Photo: Gephardt Daily/Jamie Cowen

Sanders said the Walton family, owners of Walmart, has more wealth that the bottom 42 percent of Americans, yet pays such low wages that many of its employees qualify for and need food stamps and subsidized housing, funded by American taxpayers.

“We have not just an economic crisis, we have a moral crisis,” Sanders said. “How can we sustain our great nation when so few have so much, and so many have so little?”

Sanders said the top one-tenth of 1 percent of people own the same percent of wealth as the bottom 10 percent of Americans. And if Trump gives tax breaks to the richest people and corporations, he hurts a large percentage of middle and lower class Americans, Sanders said.

“It’s easier to go after poor people than people who have the money and power,” Sanders told his listeners.

Trump has proposed cutting funding to Meals on Wheels, Sanders said, which would cost many elderly people their only nutritious meal of the day, and likely force some of them into institutional care or starvation, he said.

Trump’s proposed budget would also cut funding to the WIC (Women, Infants and Children) program.

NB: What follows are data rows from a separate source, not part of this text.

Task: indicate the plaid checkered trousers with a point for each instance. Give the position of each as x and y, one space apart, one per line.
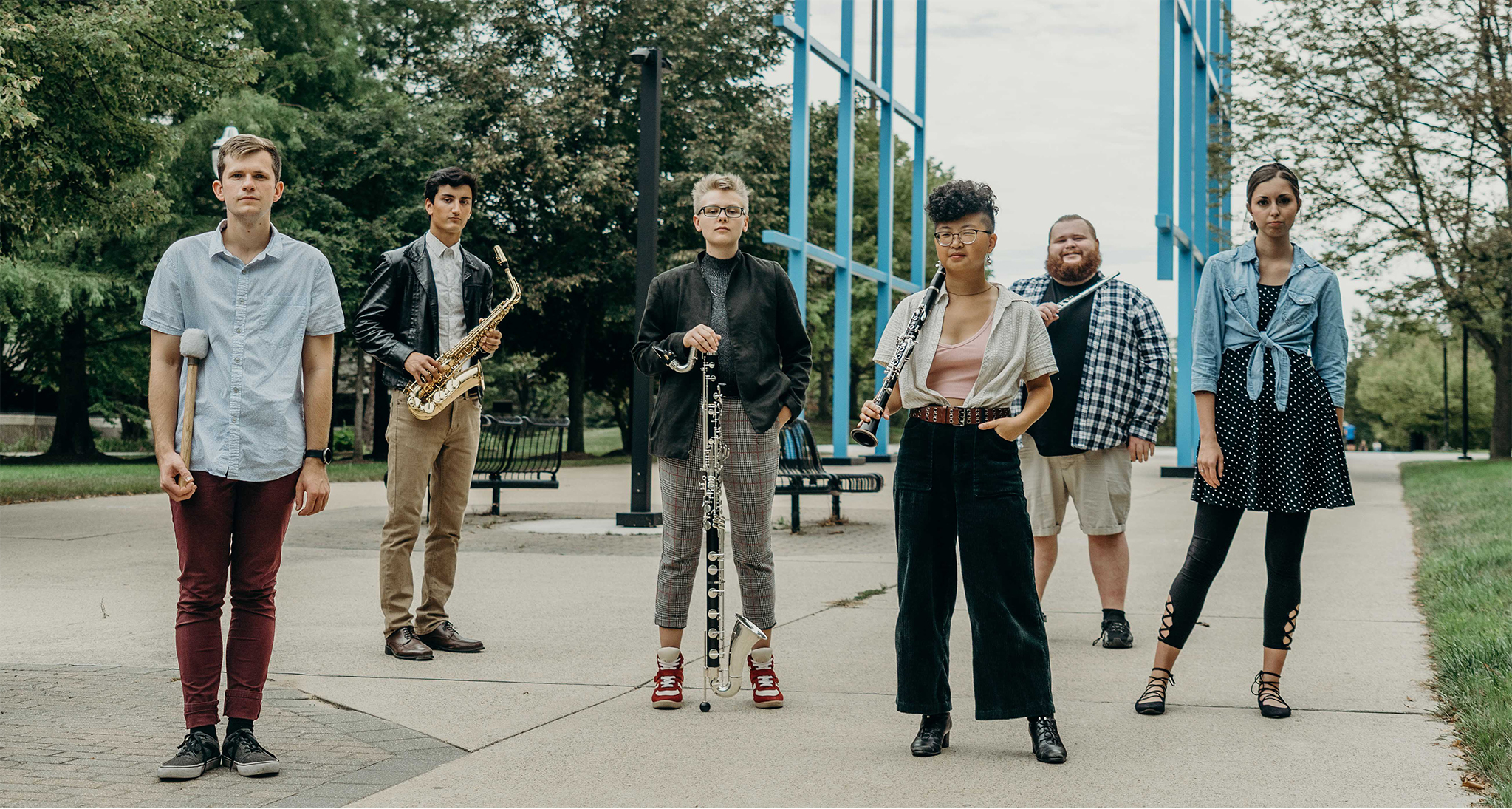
1125 377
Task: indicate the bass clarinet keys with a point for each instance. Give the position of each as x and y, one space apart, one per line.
725 649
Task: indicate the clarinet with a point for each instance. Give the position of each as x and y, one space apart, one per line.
725 651
865 434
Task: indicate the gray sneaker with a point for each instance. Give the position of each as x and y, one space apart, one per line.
245 757
197 754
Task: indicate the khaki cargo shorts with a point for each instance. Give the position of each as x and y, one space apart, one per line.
1097 479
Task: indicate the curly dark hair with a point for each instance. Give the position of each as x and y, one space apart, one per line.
960 199
449 176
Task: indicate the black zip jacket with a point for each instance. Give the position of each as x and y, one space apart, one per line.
398 313
767 336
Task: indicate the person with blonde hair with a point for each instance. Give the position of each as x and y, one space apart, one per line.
746 310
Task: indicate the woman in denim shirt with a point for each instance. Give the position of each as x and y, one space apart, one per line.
1268 372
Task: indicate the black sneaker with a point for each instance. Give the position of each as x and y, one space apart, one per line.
1116 634
247 758
197 754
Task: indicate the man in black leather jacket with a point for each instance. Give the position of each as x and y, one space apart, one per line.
421 303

“You don’t give tax cuts to millionaires and cut back programs for little children,” Sanders said.

With Trump’s election, the only way left for voters to fight for decisions that reflect their values is to actively share their wishes with the leaders their states elected to Congress, the Senate, and lower offices, Sanders said.

He knows people have protest fatigue, and the feeling that opposing Trump cannot change anything, Sanders said.

But American history is full of difficult battles that were won, he said.

Among those battles — which were not easy, but were well worth the fight,  Sanders said — were the fights for a woman’s right to vote, against racial segregation, and for gay marriage.

“Please be involved in every way you can,” Sanders told his local listeners. “Please have the courage to take on powerful interests. Once we can do that, we can create the nation we all want to become.”

“If you can do it here, and I believe you can, there is not a state in this country where we cannot do it.”